Nobody nobody at nowhere.com
Sat Jun 26 06:49:18 EDT 2010


On Sat, 26 Jun 2010 12:40:41 +1200, Lawrence D'Oliveiro wrote:

>>> I construct ad-hoc queries all the time. It really isn’t that hard to
>>> do safely.
>> 
>> Wrong.
>> 
>> Even if you get the quoting absolutely correct (which is a very big "if"),
>> you have to remember to perform it every time, without exception.
>> 
>> More generally, as a program gets more complex, "this will work so long as
>> we do X every time without fail" approaches "this won't work".
> 
> That’s a content-free claim. Why? Because it applies equally to everything. 
> Replace “quoting” with something like “arithmetic”, and you’ll
> see what I mean:

If you omit the arithmetic, the program is likely to fail in very
obvious ways. Escaping is "almost" an identity function, which makes it
far more likely that omission or repetition will go unnoticed.

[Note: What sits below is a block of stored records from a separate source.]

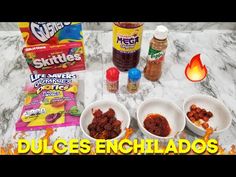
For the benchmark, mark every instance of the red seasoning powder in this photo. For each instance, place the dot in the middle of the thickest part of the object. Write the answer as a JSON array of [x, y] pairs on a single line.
[[112, 79]]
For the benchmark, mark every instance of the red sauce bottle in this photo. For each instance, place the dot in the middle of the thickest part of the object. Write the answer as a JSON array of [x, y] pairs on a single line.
[[127, 38]]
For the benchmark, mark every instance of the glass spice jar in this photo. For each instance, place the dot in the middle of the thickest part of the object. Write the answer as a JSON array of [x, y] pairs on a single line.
[[156, 53], [127, 39]]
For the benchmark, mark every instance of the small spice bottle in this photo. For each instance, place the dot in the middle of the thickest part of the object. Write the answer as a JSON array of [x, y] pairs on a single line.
[[112, 79], [134, 76], [156, 54]]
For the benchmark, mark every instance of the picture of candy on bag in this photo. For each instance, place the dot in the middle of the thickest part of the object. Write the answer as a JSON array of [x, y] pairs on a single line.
[[49, 105], [52, 33]]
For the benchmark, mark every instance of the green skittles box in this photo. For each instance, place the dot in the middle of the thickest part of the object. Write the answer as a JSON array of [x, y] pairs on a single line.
[[53, 47]]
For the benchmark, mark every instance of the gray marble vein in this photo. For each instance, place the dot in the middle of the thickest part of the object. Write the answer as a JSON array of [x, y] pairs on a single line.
[[218, 53]]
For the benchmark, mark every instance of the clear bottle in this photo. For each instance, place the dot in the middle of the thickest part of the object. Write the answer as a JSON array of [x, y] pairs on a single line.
[[156, 54], [127, 38]]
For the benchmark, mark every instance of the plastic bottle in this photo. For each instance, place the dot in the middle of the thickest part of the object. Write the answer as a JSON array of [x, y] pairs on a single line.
[[127, 38], [112, 79], [156, 53], [134, 76]]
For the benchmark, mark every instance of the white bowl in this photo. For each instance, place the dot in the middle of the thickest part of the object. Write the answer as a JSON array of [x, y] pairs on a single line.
[[121, 113], [221, 119], [169, 110]]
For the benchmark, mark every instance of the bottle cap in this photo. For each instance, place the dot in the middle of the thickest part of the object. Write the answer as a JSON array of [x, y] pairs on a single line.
[[161, 32], [112, 74], [134, 74]]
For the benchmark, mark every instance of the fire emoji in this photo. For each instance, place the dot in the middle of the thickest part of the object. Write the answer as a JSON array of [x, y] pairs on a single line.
[[195, 71]]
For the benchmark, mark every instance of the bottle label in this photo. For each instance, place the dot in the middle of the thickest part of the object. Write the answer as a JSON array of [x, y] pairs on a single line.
[[156, 55], [127, 40]]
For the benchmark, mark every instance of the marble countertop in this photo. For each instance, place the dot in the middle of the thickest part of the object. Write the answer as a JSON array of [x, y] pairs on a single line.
[[218, 53]]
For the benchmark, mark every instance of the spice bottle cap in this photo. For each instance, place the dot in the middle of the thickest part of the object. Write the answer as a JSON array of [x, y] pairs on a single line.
[[161, 32], [134, 74], [112, 74]]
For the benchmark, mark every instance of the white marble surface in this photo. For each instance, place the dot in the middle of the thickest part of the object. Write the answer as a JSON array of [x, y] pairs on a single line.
[[218, 53]]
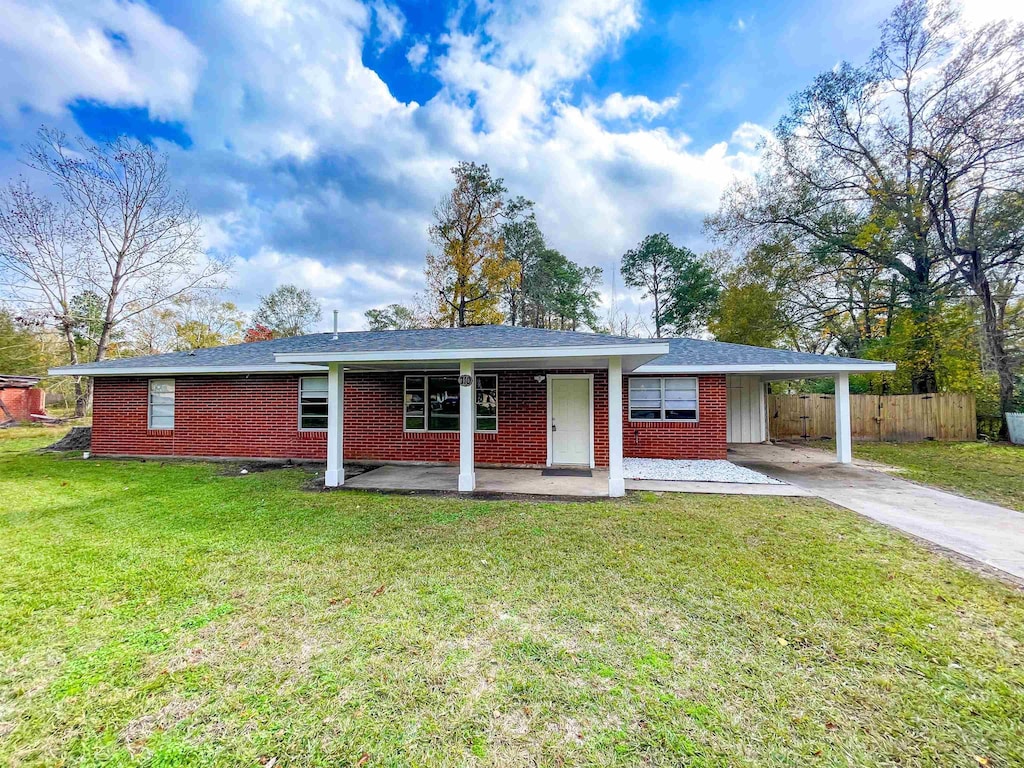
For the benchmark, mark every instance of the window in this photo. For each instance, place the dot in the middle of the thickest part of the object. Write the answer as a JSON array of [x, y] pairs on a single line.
[[672, 398], [486, 403], [432, 403], [312, 402], [161, 403]]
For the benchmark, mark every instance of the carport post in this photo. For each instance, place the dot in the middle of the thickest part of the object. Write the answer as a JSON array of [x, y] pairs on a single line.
[[844, 437], [335, 474], [467, 410], [616, 485]]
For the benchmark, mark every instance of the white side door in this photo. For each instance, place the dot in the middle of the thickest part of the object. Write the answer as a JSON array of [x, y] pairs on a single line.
[[569, 421], [744, 409]]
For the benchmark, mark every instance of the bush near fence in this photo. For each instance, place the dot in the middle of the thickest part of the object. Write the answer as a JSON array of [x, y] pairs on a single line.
[[898, 418]]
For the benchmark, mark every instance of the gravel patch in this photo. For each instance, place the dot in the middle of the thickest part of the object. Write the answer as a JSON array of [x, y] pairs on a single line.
[[702, 471]]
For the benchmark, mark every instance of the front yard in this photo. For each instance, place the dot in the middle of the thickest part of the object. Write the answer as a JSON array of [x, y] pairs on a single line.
[[991, 472], [184, 614]]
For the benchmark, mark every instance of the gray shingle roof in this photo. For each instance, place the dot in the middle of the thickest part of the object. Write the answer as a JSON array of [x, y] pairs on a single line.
[[683, 351], [261, 352], [699, 352]]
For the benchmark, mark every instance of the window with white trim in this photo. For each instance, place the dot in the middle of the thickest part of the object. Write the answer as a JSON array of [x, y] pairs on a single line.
[[161, 403], [312, 402], [431, 403], [671, 398], [486, 403]]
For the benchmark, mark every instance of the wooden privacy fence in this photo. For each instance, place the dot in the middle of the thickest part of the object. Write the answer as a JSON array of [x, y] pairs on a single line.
[[895, 418]]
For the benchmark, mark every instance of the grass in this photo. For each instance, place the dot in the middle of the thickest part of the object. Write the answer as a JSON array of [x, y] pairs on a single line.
[[991, 472], [167, 614]]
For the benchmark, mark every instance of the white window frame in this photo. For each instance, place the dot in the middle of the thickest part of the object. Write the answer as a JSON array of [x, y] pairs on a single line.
[[662, 380], [148, 403], [498, 407], [426, 403], [299, 404]]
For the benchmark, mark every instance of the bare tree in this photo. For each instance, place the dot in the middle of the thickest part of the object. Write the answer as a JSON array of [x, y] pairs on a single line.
[[892, 164], [42, 265], [121, 232]]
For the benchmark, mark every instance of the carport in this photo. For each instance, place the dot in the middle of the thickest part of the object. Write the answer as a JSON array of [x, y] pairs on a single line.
[[748, 371]]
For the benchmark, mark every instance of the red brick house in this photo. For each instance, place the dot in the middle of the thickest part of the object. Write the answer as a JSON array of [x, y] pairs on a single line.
[[537, 398], [19, 398]]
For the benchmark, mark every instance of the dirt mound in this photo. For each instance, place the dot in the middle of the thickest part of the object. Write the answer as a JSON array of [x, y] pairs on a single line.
[[79, 438]]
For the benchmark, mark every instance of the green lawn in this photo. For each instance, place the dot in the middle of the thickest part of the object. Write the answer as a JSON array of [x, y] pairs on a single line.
[[992, 472], [168, 614]]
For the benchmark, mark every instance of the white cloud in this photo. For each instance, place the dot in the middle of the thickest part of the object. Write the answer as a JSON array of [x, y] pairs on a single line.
[[310, 171], [617, 107], [119, 53], [749, 136]]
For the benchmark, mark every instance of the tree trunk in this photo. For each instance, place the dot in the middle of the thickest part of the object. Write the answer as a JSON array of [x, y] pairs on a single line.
[[995, 344], [923, 378]]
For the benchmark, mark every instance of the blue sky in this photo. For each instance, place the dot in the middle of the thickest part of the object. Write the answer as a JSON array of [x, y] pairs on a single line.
[[314, 137]]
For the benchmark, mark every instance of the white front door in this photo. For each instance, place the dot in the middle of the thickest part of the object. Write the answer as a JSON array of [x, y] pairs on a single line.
[[569, 421]]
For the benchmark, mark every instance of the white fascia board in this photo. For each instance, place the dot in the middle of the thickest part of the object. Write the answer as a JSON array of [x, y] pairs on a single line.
[[181, 370], [479, 353], [827, 369]]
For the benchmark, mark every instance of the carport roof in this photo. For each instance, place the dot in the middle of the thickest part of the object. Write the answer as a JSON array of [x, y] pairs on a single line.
[[309, 352]]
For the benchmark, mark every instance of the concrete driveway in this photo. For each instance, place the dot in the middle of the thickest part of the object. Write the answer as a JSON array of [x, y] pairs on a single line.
[[985, 532]]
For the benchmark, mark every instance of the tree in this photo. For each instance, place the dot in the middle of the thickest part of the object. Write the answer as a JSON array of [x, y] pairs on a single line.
[[205, 322], [924, 145], [468, 268], [43, 263], [682, 286], [257, 333], [748, 313], [693, 291], [120, 231], [523, 248], [288, 310], [393, 316], [22, 350], [560, 294], [648, 266]]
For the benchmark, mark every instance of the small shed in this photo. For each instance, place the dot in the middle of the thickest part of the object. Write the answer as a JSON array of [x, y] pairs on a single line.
[[19, 398]]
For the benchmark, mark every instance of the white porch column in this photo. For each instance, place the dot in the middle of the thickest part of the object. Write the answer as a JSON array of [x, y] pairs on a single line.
[[616, 485], [844, 436], [467, 412], [335, 425]]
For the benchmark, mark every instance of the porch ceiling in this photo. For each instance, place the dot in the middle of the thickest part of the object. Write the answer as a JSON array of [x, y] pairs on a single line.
[[630, 363]]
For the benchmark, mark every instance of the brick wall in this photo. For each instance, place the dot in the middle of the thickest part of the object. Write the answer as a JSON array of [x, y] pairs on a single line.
[[701, 439], [215, 416], [257, 417], [22, 402]]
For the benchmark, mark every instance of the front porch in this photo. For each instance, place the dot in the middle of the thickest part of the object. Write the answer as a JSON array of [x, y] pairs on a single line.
[[488, 480], [517, 481]]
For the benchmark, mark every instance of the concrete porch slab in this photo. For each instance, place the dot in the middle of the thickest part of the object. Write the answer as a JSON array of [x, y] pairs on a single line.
[[513, 481], [733, 488]]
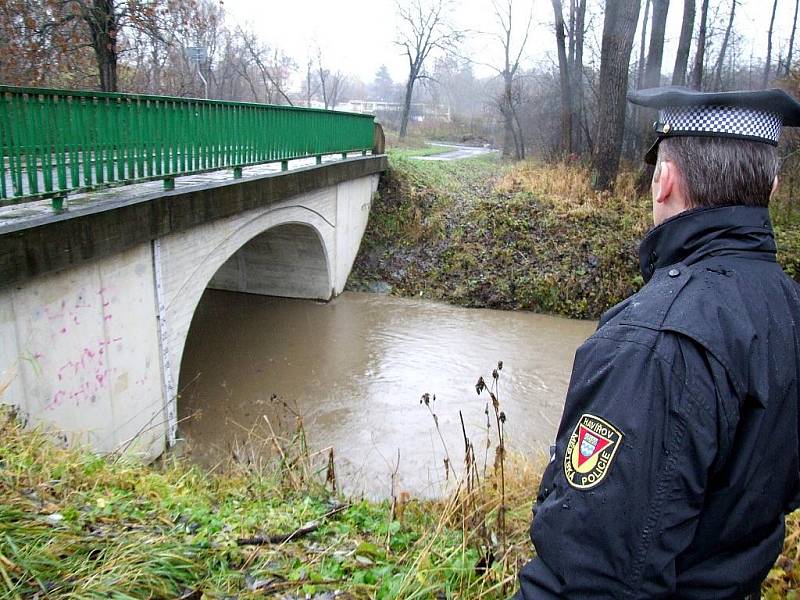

>> And you need to perform it exactly once. As the program gets more complex,
>> ensuring that it's done in the correct place, and only there, gets harder.
> 
> Nonsense. It only needs to be done at the boundary to the appropriate 
> component (MySQL, HTML, JavaScript, whatever).

That assumes that you have a well-defined "boundary", which isn't
necessarily the case.

In any case, you're still trying to make arguments about whether it's easy
or hard to get it right, which completely misses the point. Eliminating
the escaping entirely makes it impossible to get it wrong.